C'est une étrange impression depuis trois jours que de flotter quelque part entre la satisfaction du but accompli, le léger doute avant la certitude qui n'est encore qu'annoncée que l'objectif est réellement atteint, et la lente défervescence de l'action qui vire soudainement au repos. Quelque chose comme un sentiment que le temps reste suspendu dans un vide de la continuité. Un genre de calme après la tempête, de sensation de bien-être après levée d'obstacle. On a juste envie de s'allumer une cigarette et de s'entendre dire : « Alors, heureux ? ». Juste envie que le temps suspendu le reste encore, à l'infini, ou au moins encore un peu. On se laisse bercer par Lamartine déclamant depuis la berge de son lac : -" Ô temps ! suspends ton vol, et vous, heures propices !
Suspendez votre cours :
Laissez-nous savourer les rapides délices
Des plus beaux de nos jours ! ».-
Et puis une légère brise se lève, soulevant à peine un léger clapotis à la surface de l'eau : il va bien falloir s'habituer au retour du quotidien, des rituels routiniers. Ne plus entendre la journée ponctuée des accents de Carlos Puebla. Ne plus attendre quotidiennement l'email récapitulatif du « Proseur du soir ». Ne plus guetter la presse et les bruits de couloir. Revenir à la quotidienneté, simple, timide, loin des grandes envolées aux accents de David contre Goliath. On le savait, on l'espérait, ce moment de retour à la normale, à notre mission première. On l'attendait ; et on se sent tout bête quand enfin il est là, même si ce n'est pas une légère brise qui va nous faire trébucher. On entend encore Lamartine geindre au bord du lac :
« Temps jaloux, se peut-il que ces moments d'ivresse,Où l'amour à longs flots nous verse le bonheur,
S'envolent loin de nous de la même vitesse
Que les jours de malheur ? »
Et puis le vent forcit. De nouvelles questions surgissent, lentement hors des nuages qui doucement s'estompent. Joffre-Dupuytren a sauvé sa peau, pour le moment. Il est sorti de la tourmente, mais d'une tourmente qui pour autant fait encore rage autour de lui. Sur le champ de bataille des restructurations de l'AP-HP, un soldat se relève, mais pour trouver autour de lui encore combien de blessés à terre ? Les soldats Roux, Clémenceau, Foix, Trousseau ... Combien se relèveront aussi ? Combien seront-ils encore quand la mitraille aura vraiment cessé ? Même pour les survivants des tranchées, Verdun n'a jamais plus ressemblé à son visage d'avant les hostilités. Quel sera notre nouveau paysage ? A coup sûr différent de celui que nous avons connu. Mais à quel point aura-t-il changé ? Quelles adaptations exigera-t-il de nous ? Quelles plaies resteront vives, lesquelles cicatriseront, et avec quelles séquelles ? Quelles rancœurs, quelles solidarités nouvelles, seront nées devant l'adversité heureusement dépassée ?
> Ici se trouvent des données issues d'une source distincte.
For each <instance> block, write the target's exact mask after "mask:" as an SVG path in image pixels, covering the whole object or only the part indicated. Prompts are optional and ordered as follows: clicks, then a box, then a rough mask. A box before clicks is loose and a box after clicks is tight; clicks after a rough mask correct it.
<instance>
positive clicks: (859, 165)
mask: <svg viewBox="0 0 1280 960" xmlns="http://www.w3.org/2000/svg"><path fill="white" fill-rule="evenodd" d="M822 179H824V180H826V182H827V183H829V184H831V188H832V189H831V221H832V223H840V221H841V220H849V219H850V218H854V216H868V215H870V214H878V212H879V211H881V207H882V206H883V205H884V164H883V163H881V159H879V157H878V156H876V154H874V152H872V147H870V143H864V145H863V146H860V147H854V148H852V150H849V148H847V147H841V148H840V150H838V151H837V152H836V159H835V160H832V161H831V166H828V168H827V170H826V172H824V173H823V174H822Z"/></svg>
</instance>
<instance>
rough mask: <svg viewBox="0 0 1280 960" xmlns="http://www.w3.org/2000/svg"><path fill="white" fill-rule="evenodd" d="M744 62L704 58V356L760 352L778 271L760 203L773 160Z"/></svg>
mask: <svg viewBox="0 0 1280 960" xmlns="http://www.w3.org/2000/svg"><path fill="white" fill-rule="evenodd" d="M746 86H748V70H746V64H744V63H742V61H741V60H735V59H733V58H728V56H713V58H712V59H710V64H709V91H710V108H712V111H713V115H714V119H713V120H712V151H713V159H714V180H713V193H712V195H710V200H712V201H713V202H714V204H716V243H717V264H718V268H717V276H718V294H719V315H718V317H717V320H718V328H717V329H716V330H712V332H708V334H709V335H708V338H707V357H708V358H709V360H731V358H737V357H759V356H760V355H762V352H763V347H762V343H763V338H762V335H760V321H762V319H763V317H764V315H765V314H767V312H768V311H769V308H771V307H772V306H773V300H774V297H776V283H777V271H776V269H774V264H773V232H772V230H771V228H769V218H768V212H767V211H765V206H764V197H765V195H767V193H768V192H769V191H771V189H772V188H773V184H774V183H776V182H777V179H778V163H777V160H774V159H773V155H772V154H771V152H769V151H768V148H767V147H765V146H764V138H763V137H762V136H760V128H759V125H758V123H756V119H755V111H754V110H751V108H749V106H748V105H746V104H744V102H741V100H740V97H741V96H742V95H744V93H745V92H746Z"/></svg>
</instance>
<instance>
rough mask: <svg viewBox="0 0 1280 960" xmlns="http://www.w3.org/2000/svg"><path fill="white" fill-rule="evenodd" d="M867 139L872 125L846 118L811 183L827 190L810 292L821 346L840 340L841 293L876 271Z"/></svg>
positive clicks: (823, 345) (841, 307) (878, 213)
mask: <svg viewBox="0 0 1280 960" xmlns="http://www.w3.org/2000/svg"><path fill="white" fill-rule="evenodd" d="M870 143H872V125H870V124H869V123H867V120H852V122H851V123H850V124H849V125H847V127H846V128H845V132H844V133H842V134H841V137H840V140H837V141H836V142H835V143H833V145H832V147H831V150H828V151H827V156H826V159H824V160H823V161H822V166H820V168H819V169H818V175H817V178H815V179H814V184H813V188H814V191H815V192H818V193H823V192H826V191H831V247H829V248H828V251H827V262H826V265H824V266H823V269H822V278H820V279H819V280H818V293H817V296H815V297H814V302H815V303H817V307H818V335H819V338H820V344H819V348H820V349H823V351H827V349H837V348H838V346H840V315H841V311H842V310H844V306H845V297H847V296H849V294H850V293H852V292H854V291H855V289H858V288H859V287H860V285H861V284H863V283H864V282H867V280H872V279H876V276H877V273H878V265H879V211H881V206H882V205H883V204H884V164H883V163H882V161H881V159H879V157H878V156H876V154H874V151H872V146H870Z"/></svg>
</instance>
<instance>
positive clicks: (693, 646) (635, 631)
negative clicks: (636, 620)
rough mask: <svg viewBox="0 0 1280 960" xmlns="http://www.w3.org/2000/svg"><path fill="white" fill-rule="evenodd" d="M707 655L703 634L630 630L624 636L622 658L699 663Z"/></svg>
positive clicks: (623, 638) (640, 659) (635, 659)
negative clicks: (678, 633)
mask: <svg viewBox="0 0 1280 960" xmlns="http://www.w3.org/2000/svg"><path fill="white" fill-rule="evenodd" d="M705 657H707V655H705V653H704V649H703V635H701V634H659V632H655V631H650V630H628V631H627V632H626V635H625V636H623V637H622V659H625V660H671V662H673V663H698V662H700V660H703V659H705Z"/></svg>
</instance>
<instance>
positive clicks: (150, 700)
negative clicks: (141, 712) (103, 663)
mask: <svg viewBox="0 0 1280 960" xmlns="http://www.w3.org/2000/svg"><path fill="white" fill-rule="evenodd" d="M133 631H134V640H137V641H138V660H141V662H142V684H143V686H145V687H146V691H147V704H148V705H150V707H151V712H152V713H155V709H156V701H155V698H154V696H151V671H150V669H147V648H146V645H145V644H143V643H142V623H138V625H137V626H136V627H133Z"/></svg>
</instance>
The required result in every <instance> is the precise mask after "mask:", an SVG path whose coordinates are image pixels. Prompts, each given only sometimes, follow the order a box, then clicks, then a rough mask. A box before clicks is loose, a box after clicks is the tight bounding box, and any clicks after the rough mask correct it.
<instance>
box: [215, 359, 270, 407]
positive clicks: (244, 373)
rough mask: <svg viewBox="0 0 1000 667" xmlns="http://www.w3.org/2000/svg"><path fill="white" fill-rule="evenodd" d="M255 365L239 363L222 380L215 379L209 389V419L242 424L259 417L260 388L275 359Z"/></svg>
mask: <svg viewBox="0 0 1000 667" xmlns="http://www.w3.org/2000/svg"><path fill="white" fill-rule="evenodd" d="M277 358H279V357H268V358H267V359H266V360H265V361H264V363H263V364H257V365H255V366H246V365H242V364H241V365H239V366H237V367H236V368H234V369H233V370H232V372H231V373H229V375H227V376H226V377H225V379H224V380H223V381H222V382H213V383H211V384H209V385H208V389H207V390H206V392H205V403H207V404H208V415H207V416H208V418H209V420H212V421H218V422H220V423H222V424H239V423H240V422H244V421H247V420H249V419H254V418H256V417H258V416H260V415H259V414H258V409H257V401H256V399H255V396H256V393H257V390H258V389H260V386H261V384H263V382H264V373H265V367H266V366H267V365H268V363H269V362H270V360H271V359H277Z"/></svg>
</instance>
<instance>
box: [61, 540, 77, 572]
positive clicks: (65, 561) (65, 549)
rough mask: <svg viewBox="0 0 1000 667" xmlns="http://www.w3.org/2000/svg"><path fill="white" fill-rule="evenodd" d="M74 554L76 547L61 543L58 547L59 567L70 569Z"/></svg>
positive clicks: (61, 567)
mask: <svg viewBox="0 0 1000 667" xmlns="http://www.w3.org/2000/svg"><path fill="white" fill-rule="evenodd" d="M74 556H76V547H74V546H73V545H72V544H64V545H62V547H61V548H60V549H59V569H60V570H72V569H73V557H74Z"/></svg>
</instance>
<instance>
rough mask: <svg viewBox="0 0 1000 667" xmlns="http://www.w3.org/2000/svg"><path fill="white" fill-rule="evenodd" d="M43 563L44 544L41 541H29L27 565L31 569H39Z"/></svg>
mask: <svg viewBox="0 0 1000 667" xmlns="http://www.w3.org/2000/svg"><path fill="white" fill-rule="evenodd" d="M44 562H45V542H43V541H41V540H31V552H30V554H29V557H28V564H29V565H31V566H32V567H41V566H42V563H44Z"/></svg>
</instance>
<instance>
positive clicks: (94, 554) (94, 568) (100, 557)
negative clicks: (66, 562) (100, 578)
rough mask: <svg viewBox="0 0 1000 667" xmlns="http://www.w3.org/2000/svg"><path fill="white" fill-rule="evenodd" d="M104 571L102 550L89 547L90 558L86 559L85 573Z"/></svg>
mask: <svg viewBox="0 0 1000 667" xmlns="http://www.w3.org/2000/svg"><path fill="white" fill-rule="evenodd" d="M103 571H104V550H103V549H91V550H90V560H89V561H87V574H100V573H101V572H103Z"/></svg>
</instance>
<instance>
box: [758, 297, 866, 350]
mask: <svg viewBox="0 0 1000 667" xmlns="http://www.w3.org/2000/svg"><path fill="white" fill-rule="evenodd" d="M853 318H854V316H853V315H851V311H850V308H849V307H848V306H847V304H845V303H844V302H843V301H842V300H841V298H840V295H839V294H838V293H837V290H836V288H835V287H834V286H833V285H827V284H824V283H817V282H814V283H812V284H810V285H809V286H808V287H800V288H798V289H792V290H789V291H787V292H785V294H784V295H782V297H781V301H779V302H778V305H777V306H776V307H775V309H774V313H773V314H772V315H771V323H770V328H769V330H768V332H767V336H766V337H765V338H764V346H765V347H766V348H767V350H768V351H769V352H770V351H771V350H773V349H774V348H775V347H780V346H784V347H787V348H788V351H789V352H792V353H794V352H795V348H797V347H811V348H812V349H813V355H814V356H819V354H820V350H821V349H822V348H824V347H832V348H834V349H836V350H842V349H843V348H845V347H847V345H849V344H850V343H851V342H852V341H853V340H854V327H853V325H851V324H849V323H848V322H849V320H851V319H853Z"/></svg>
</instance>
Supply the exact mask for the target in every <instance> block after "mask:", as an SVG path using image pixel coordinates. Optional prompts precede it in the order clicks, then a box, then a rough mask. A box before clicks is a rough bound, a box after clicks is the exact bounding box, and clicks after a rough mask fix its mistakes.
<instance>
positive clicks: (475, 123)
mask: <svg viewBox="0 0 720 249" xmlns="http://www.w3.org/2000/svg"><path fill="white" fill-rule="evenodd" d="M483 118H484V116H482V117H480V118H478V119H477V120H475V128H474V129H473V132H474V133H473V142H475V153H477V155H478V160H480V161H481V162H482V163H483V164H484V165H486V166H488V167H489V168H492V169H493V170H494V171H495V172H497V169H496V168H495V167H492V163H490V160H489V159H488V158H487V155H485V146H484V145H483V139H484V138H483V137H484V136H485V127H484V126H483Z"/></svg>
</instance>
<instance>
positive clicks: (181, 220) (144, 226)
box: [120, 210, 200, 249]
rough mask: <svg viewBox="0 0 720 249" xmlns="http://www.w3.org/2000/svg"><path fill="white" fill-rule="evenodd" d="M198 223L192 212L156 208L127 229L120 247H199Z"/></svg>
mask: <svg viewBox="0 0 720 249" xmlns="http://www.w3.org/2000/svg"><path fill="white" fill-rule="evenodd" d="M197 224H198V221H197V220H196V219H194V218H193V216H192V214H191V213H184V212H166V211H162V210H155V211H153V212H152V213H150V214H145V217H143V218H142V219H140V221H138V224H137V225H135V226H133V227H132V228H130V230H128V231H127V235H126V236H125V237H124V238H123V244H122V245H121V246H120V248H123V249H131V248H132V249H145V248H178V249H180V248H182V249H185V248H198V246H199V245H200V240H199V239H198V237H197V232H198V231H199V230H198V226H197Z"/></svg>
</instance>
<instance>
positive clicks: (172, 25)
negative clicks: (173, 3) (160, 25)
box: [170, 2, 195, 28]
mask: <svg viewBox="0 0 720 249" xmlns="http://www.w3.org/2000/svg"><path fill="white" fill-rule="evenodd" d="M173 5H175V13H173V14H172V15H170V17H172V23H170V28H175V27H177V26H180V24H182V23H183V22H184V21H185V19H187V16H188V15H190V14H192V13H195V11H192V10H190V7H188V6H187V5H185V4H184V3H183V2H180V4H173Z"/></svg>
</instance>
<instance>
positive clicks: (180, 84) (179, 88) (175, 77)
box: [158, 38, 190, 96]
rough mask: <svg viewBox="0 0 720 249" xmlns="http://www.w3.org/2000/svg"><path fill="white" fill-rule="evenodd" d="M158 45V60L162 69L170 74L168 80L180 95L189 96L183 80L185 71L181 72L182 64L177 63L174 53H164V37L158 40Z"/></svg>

Mais les bourrasques savent aussi s'interrompre, le temps de goûter le temps, de savourer l'instant. On sait qu'il faudra bientôt retendre de la toile, mais pour l'instant, le calme est bien là. La surface de l'eau se lisse à nouveau, et Lamartine achève son chant :
« Que le vent qui gémit, le roseau qui soupire,Que les parfums légers de ton air embaumé,
Que tout ce qu'on entend, l'on voit ou l'on respire,
Tout dise : Ils ont aimé ! »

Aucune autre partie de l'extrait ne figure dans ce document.